Q&A: Is Scrum Good for Creativity?

by phil on Monday Apr 16, 2012 4:36 PM

I recently gave a talk at Hallmark, Inc. about trends, and I casually mentioned how scrum was slowly taking over other industries after it's success in the video game industry. One of the attendees emailed me recently asking if scrum was good for creativity, citing this segment from wikipedia:

In 1986, Hirotaka Takeuchi and Ikujiro Nonaka described a new tactic that would increase speed and flexibility at the cost of design and quality, based on case studies from manufacturing firms in the automotive, photocopier, restaurants food and printer manufacturers. They called this the holistic or rugby approach.

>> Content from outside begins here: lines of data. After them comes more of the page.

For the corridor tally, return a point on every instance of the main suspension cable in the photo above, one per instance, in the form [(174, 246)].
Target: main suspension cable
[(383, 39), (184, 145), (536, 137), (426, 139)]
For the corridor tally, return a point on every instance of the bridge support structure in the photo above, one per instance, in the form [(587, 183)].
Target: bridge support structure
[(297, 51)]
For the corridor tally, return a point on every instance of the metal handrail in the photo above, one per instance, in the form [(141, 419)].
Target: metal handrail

I think comparing scrum to creativity might be an apples and oranges comparison. When scrum was used at Aspyr, the game designers didn't use it as their actual creativity tool. Scrum was just the means of creating a regular occasion for the game designers to report their progress on making various creative outputs i.e. "chapter stories", "character designs", etc. In some ways, I liked scrum's impact on creativity because almost nothing got wasted. There were no lost months of head-in-the-clouds brainstorming about things we couldn't have implemented anyway in our time frame. It was like this: Monday, we need a story arc for this character that takes ten minutes for the user to complete; Friday, here it is.

In my talk, I mentioned how concepts like flow and scrum were being seized by corporations as a way to make work more efficient. I then urged everyone to seize these ideas for their own lives to achieve their own aspirations. That was the gist of how I became an indie application developer.

The attendee then asked whether these efficiency-bringing tactics have impeded or aided my own creative process. I've used flow to break down the chapters of Dear Charlotte into a todo-list/progress-bar. I use little symbols to mark when each chapter has progressed through a certain level of re-writing. I then keep a regular semi-daily time slot where I make pretty much the same progress every day on my book. It's this rhythm-finding and progress-bar visualization that adds a layer of daily satisfaction to my creative process. Because of this, flow has made more efficient, period. I write more frequently, but at the micro-level, in the actual minute-by-minute of coming up with ideas for what I'm going to say, I have no quota or anything like that. However, because I have the routine, I can see that on some days I was slower to re-write, other days faster, and I learn something about myself while reflecting.

I should also clarify a potential misconception about creativity. It's a misconception I've held for maybe twenty years. It's that freedom and creativity are best friends. I've been the most creative when I've had the most freedom. And I love this principle from improv: "Say 'yes, and' to everything." But this article by Jonah Lehrer, makes me think twice about whether freedom and creativity must be absolutely linked. After all, there is also the brand of creativity that comes from limitations.